I'd also recommend his essays such as "What is Enlightenment?" for beginners (online: http://foucault.info/documents/whatisenlightenment/foucault....). Even though it may require a few reads, it helps to consider his thought in relationship to thinkers like Kant (who heavily influence linguists such as Chomsky, and Chomsky's view of human nature), and perhaps more importantly it indicates the important role that he considers power to have in the formation of knowledge and subjectivity.


Yeah, the History is a very common introduction too. And the first part of D&P can be... distracting, as one of your siblings mentions.

I also think you're right about What is Enlightenment?, which is a favorite too.
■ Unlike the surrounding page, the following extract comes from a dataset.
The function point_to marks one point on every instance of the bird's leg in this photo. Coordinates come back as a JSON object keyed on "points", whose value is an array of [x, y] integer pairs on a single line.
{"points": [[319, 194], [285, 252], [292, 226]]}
You're right that it's important to situate him in history, which this does do well. But then requires that you read some Kant...


I also associate Foucault most strongly with Discipline and Punish.

But the reason, I confess, is the simply astonishing first pages of the book. For people who have not read it, I recommend it very highly as an example of forceful writing style: http://web.ics.purdue.edu/~felluga/punish.html . (It's not for the squeamish, and not good while eating.)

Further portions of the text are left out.